「男として生きる」と言い聞かせて
エチカ・ミヤビは2022年、新興プロレス団体〈PPP.TOKYO〉でデビューした女子プロレスラー。ただし、女性は女性でもMtF(出生時に割り当てられた性別が男性で、性自認が女性のトランスジェンダー)である。2001年3月25日生まれの期待の若手だ。
「幼い頃から仮面ライダーとかに興味が湧かなくて、好きなのはディズニープリンセスやプリキュア。戦隊モノでも目がいくのは女子でした。友達と戦隊ごっこをしようとなれば、男子の多くはリーダーで主役っぽいレッドの役をやろうとするんですよ。
でも、私は『ピンクでいい』とポソッと言う感じ。周囲の大人は『控えめな子だな』なんて思っていたんじゃないですか。実際、小学校の途中くらいまでは内弁慶の引っ込み思案なタイプでしたけど」
自分の心は〝女性〟である。物心ついたときにはそうだった。
「ズボンではなくスカートがはきたくて、『なんでこっちはダメなの?』とかピーピー泣いては母を困らせていたみたいですね。本当に嫌だったんでしょう。母には『それは違うの、あなたは男の子なのよ』とたしなめられていたそうで。ワガママな子だと思われていたかもしれません」
だからといって、母に恨みはない。時代的にもそれが普通だっただろうし、仕方がないことだったと思っている。

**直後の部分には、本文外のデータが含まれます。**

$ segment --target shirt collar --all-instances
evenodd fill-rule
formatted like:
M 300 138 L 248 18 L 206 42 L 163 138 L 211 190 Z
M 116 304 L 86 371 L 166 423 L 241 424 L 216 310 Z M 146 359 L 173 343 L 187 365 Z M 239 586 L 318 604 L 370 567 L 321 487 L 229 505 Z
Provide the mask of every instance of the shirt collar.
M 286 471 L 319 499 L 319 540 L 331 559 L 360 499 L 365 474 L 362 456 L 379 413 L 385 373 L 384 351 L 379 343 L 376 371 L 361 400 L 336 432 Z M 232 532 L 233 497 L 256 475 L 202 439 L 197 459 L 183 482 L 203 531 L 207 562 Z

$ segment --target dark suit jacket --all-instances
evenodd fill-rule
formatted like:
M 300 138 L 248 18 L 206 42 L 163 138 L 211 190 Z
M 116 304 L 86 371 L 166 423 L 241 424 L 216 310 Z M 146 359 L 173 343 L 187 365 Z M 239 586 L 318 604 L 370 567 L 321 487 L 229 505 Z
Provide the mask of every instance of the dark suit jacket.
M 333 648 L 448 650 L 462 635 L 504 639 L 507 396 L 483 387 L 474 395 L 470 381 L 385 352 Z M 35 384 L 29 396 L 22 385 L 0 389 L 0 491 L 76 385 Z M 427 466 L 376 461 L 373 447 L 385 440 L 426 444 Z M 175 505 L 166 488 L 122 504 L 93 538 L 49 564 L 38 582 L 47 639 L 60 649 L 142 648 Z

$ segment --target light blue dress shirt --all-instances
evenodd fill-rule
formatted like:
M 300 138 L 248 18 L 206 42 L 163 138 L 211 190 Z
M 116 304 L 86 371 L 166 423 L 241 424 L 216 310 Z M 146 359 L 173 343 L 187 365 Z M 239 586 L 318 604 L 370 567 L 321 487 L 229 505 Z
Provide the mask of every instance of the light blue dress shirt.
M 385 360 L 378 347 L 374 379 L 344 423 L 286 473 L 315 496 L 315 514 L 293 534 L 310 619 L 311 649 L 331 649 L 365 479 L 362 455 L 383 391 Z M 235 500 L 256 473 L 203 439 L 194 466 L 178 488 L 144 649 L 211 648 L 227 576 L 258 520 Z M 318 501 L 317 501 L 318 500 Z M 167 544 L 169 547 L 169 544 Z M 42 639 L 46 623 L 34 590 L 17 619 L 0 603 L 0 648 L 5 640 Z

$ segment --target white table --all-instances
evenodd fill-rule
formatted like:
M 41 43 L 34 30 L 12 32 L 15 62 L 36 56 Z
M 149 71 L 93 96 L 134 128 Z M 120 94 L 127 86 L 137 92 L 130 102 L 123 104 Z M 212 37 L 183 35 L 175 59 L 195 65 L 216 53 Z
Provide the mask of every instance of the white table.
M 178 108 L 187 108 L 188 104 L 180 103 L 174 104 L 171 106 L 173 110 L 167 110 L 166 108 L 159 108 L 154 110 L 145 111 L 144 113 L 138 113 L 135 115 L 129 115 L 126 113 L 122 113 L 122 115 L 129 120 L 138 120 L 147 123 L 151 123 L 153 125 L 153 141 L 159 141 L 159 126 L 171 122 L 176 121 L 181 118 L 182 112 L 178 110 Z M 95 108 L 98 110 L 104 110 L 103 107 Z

「服は仕方ないけど、好きなものは否定しない母でしたから。仮面ライダーが嫌で、戦隊ヒーローではピンクの役が好き、みたいなことについてはダメとか言われませんでした」
母は未婚のままエチカを産んだ。今も誰が父親なのかは知らないし、記憶もない。祖母にも助けられながらエチカを育てた母は、大らかな人だった。こうして幼少期より、エチカはある意味、ありのままに生きてきた。だが、成長にするにつれ葛藤を抱き始める。
「小学校3年くらいからですかね。『男は泣いちゃいけない』『男らしくしなくては』みたいなことが嫌だったのですが、『受け入れなくちゃ』という自分も出てきました。そうするしかないというか」
小学校に入学以降、自分は普通に過ごしているつもりなのに、どうも自分は普通の男子ではないのかも、と感じることが増えた。生来の引っ込み思案が顔を出して、周囲の目が気になる。「普通ではない」自分をそのまま出し続けることに対して躊躇するようになった。
「強く自己主張できるタイプだったら、『いや〜ん』みたいな言葉づかいもできたのかもしれませんけどね。『女の子だったらよかったのに』なんて思っては、むなしくなったり」
高学年になると体毛が濃くなり出すなど、嫌でも自分の身体は男である現実を突きつけられた。
「見た目もけっこうイカツくなってきたんですよね。それで、もう男として生きていくしかないんだ、と自分に言い聞かせました。男として生まれた以上、そのほうがラクだろうと。
だから、女子の誰が好き、みたいな話が男子の間で始まってくると、心のなかでは『わかんねぇな』と思いながら、『○○ちゃんかな』とか話を合わせるようになりました」
葛藤と疑問を抱えつつ、男として行動するようになったエチカ。その行動の一環として熱中することになるのが、スポーツだった。